Gagner M, Pomp A, Heniford B T, Pharand D, Lacroix A
Department of General Surgery, The Cleveland Clinic Foundation, Ohio 44195, USA.
Ann Surg. 1997 Sep;226(3):238-46; discussion 246-7. doi: 10.1097/00000658-199709000-00003.
One hundred consecutive laparoscopic adrenal procedures for a variety of endocrine disorders were reviewed. There was no mortality, morbidity was 12%, and conversions was 3%. During follow-up, none had recurrence of hormonal excess. Laparoscopic adrenalectomy is the procedure of choice for adrenal removal except in carcinoma or masses > 15 cm.
The authors evaluate the effectiveness of laparoscopic adrenalectomy for a variety of endocrine disorders.
Since the first laparoscopic adrenalectomy was performed in 1992, this approach quickly has been adopted, and increasing numbers are being reported. However, the follow-up period has been too short to evaluate the completeness of these operations.
One hundred consecutive laparoscopic adrenal procedures from January 1992 until November 1996 were reviewed and followed for adequacy of resection.
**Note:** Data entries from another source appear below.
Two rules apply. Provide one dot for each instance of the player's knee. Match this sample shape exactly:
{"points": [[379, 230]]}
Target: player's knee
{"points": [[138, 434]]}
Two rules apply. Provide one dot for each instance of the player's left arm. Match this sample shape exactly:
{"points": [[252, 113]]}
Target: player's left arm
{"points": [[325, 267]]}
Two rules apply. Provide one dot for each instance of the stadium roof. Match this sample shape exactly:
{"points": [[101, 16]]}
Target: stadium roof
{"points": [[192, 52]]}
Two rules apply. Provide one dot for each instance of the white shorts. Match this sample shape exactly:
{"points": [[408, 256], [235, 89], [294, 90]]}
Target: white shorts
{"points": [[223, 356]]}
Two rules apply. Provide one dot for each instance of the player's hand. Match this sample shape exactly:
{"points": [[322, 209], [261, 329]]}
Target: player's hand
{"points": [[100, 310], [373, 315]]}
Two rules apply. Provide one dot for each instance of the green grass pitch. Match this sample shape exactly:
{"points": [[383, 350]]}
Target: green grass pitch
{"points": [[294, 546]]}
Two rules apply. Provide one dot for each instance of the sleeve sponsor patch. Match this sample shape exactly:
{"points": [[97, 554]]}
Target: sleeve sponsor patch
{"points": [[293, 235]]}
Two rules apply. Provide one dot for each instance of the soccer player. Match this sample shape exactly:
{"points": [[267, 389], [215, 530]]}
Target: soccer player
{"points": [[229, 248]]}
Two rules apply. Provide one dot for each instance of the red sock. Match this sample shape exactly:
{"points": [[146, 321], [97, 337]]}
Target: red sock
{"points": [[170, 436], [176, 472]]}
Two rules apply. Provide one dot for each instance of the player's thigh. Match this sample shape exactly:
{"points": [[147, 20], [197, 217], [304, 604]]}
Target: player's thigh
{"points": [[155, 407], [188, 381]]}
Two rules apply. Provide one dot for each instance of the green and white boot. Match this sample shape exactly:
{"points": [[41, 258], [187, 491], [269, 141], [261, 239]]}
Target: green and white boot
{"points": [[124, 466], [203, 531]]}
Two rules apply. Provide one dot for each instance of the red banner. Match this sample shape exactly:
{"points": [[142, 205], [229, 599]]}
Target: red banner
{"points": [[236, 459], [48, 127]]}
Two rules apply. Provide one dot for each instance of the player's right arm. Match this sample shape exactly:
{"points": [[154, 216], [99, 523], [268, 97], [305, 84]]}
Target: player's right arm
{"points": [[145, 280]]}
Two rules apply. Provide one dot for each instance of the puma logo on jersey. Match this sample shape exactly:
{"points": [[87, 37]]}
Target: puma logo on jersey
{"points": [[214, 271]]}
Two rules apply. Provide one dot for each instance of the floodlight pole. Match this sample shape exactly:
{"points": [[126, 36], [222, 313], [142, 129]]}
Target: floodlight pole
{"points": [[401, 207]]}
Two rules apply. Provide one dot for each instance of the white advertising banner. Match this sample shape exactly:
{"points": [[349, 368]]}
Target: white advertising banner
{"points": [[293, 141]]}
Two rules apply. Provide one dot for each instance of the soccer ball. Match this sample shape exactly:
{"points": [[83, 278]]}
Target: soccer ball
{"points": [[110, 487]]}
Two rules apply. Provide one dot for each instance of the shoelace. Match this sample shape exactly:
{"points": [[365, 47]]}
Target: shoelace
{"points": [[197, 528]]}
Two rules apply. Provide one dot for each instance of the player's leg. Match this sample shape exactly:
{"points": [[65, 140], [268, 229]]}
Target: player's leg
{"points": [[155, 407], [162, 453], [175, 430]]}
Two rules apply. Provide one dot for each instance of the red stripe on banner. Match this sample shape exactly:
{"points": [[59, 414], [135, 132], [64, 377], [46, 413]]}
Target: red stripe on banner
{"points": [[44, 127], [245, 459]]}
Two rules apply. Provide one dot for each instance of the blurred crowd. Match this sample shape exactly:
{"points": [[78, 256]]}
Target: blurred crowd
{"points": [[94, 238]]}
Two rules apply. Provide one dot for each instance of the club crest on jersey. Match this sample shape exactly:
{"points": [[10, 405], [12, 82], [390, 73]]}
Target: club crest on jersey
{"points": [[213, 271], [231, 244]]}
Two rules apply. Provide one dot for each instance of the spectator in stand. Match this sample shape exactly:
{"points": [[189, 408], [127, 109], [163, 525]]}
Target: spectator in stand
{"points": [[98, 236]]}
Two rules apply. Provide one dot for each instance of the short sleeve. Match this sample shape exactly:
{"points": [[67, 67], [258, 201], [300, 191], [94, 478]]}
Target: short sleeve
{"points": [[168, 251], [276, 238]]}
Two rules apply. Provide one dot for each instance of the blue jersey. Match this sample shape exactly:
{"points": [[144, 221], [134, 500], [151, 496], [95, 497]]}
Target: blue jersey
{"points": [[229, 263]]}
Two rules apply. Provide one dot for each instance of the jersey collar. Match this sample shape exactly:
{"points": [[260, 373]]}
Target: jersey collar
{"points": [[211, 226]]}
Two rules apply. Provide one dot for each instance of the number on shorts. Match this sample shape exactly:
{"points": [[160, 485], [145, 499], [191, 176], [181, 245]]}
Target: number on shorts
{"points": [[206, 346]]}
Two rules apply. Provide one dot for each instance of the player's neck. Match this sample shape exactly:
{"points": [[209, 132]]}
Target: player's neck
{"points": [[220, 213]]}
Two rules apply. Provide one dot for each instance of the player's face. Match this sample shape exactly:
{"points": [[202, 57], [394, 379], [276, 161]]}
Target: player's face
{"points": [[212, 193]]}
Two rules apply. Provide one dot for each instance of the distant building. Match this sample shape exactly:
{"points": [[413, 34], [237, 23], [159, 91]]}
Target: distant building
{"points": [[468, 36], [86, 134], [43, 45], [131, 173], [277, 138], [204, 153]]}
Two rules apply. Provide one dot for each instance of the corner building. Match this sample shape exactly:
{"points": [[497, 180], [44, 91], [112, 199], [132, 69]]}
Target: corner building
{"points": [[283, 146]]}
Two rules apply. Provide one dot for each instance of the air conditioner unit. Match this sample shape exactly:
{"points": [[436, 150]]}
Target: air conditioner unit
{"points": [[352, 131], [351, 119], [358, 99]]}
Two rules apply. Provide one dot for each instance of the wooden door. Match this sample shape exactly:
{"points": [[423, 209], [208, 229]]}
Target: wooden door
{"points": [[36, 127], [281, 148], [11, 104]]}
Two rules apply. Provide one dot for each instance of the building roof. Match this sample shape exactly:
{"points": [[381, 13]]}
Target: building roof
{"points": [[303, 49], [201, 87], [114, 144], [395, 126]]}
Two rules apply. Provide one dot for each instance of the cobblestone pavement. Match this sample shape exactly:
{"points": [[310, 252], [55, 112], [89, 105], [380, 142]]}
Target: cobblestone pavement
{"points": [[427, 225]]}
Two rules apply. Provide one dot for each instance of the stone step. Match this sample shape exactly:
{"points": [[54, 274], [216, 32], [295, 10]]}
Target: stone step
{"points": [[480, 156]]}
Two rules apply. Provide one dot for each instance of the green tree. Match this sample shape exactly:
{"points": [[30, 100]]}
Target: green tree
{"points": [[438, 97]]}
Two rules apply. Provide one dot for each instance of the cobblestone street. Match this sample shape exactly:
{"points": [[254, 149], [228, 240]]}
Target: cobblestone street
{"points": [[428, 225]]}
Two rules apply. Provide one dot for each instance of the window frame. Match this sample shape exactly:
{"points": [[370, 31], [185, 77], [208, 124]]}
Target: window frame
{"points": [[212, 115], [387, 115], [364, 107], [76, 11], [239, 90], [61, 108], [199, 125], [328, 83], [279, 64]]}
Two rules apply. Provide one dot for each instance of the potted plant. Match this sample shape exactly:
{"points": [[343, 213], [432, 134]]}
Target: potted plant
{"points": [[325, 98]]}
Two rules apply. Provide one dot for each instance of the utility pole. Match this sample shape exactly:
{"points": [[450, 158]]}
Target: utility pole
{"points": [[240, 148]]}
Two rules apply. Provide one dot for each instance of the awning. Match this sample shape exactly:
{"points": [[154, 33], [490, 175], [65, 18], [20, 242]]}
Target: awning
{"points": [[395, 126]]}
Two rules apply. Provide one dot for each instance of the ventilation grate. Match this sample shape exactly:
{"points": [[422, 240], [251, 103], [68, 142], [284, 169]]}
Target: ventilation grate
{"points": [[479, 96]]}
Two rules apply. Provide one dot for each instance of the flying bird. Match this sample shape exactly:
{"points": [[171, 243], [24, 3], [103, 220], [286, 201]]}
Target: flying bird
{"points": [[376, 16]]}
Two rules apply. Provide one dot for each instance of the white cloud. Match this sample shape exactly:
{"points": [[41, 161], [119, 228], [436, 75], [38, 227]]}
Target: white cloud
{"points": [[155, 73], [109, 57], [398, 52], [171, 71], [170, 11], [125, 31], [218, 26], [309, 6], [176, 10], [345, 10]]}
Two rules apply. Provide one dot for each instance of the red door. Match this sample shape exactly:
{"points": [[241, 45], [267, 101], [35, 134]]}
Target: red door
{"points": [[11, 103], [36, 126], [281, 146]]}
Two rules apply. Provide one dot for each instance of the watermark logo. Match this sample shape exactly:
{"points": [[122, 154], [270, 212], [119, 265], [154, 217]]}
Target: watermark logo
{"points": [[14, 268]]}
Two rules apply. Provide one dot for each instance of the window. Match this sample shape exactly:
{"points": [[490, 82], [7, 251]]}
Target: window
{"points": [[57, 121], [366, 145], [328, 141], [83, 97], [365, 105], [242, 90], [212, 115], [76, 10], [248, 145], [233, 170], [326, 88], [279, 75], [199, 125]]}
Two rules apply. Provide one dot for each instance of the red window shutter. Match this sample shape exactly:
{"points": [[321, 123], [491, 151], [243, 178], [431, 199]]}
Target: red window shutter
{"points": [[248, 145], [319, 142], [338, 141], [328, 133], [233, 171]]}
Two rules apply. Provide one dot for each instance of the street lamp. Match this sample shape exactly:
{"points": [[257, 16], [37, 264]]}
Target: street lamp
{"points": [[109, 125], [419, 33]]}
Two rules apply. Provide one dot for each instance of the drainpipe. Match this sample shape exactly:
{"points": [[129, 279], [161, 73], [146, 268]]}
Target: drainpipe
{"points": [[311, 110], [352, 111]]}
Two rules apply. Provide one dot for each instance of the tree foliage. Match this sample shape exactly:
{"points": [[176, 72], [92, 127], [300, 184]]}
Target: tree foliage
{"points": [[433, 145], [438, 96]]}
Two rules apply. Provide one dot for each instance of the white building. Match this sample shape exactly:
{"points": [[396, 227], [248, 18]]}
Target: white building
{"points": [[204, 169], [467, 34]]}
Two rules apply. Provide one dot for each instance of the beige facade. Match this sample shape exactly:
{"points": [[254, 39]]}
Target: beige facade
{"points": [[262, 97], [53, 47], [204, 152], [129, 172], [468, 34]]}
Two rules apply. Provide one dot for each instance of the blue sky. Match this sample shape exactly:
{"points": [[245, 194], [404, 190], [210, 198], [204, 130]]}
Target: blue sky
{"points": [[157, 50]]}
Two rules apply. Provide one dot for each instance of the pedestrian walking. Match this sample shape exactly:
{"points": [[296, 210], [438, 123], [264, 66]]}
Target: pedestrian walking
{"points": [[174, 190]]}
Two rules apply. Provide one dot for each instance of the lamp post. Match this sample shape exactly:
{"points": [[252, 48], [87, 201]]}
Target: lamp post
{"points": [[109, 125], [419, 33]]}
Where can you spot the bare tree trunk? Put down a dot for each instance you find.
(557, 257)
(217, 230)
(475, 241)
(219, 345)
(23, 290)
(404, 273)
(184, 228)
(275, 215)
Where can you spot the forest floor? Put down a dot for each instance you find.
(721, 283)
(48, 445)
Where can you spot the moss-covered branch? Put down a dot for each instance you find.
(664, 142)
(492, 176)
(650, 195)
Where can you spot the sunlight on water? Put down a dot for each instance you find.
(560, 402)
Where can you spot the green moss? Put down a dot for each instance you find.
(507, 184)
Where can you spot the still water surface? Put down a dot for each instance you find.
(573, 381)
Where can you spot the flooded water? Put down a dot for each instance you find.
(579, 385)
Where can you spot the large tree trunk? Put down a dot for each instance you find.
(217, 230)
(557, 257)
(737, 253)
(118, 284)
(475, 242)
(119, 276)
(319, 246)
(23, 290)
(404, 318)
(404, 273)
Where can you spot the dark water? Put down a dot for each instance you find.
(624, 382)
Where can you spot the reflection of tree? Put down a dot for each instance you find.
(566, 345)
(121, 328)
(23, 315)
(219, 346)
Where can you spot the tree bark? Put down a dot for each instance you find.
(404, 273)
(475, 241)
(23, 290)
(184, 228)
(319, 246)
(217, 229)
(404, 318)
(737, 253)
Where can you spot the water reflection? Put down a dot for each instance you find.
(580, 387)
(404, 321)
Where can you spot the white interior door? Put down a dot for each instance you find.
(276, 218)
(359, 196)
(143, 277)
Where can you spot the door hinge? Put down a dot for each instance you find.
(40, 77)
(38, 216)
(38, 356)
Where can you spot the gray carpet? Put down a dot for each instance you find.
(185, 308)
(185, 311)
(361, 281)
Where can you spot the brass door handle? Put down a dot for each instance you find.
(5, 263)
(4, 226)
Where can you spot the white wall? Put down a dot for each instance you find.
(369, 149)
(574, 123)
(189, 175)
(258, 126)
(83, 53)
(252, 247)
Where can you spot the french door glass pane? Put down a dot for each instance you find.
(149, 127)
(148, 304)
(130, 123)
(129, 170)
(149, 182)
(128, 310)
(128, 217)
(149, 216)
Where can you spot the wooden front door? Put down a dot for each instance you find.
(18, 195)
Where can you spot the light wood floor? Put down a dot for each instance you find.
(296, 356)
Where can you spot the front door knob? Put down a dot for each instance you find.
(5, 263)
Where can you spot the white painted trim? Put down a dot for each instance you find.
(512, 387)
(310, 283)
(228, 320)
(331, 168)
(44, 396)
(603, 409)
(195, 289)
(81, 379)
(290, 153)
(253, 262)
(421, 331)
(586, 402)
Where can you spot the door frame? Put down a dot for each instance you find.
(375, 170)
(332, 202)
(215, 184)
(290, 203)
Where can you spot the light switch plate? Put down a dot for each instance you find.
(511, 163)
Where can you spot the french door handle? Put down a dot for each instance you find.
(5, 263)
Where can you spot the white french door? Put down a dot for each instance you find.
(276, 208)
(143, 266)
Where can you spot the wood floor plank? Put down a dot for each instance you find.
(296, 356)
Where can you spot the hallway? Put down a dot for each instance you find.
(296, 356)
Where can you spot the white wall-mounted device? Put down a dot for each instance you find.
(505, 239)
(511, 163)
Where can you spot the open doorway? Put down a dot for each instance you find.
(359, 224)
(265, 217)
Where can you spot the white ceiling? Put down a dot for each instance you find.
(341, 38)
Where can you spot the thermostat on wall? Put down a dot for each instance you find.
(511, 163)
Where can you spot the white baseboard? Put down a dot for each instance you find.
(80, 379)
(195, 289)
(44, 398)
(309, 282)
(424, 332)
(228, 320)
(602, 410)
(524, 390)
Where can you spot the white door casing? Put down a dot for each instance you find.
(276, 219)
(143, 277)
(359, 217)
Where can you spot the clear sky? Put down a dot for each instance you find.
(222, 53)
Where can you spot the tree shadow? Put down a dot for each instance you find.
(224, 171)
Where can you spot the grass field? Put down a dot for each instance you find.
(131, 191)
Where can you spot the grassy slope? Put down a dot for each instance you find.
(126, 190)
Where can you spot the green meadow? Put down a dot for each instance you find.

Eighty-eight patients underwent 97 adrenalectomies and biopsies. The mean age was 46 years (range, 17-84 years). Indications were pheochromocytomas (n = 25), aldosterone-producing adenomas (n = 21), nonfunctional adenomas (n = 20), cortisol-producing adenomas (n = 13), Cushing's disease (n = 8), and others (n = 13). Fifty-five patients had previous abdominal surgery. Mean operative time was 123 minutes (range, 80-360 minutes), and estimated blood loss was 70 mL (range, 20-1300 mL). There was no mortality, and morbidity was encountered in 12% of patients, including three patients in whom venous thrombosis developed with two sustaining pulmonary emboli. During pheochromocytoma removal, hypertension occurred in 56% of patients and hypotension in 52%. There were three conversions to open surgery. The average length of stay has decreased from 3 days (range, 2-19 days) in the first 3 years to 2.4 days (range, 1-6 days) over the past 16 months. During follow-up (range, 1-44 months), two patients had renovascular hypertension and none had recurrence of hormonal excess.
Laparoscopic adrenalectomy is safe, effective, and decreases hospital stay and wound complications. Prior abdominal surgery is not a contraindication. Pheochromocytomas can be resected safely laparoscopically despite blood pressure variations. Venous thrombosis prophylaxis is mandatory. The laparoscopic approach is the procedure of choice for adrenalectomy except in the case of invasive carcinoma or masses > 15 cm.
回顾了连续100例因各种内分泌疾病而进行的腹腔镜肾上腺手术。无死亡病例,发病率为12%,中转开腹率为3%。在随访期间,无激素分泌过多复发情况。除了肾上腺皮质癌或肿块直径大于15 cm外,腹腔镜肾上腺切除术是肾上腺切除的首选术式。
作者评估腹腔镜肾上腺切除术治疗各种内分泌疾病的有效性。
自1992年首次进行腹腔镜肾上腺切除术以来,这种手术方式迅速被采用,且报道的病例数不断增加。然而,随访期太短,无法评估这些手术的彻底性。
回顾了1992年1月至1996年11月连续100例腹腔镜肾上腺手术,并对切除的充分性进行随访。
88例患者接受了97次肾上腺切除术和活检。平均年龄为46岁(范围17 - 84岁)。手术指征包括嗜铬细胞瘤(n = 25)、醛固酮瘤(n = 21)、无功能腺瘤(n = 20)、皮质醇瘤(n = 13)、库欣病(n = 8)以及其他疾病(n = 13)。55例患者既往有腹部手术史。平均手术时间为123分钟(范围80 - 360分钟),估计失血量为70毫升(范围20 - 1300毫升)。无死亡病例,12%的患者出现并发症,包括3例发生静脉血栓形成,其中2例发生肺栓塞。在切除嗜铬细胞瘤过程中,56%的患者出现高血压,52%的患者出现低血压。有3例中转开腹手术。平均住院时间从前3年的3天(范围2 - 19天)降至过去16个月的2.4天(范围1 - 6天)。在随访期间(范围1 - 44个月),2例患者出现肾血管性高血压,无激素分泌过多复发情况。
腹腔镜肾上腺切除术安全、有效,可缩短住院时间并减少伤口并发症。既往腹部手术并非禁忌证。尽管血压有波动,嗜铬细胞瘤仍可通过腹腔镜安全切除。必须进行静脉血栓预防。除了侵袭性肾上腺皮质癌或肿块直径大于15 cm的情况外,腹腔镜手术是肾上腺切除术的首选术式。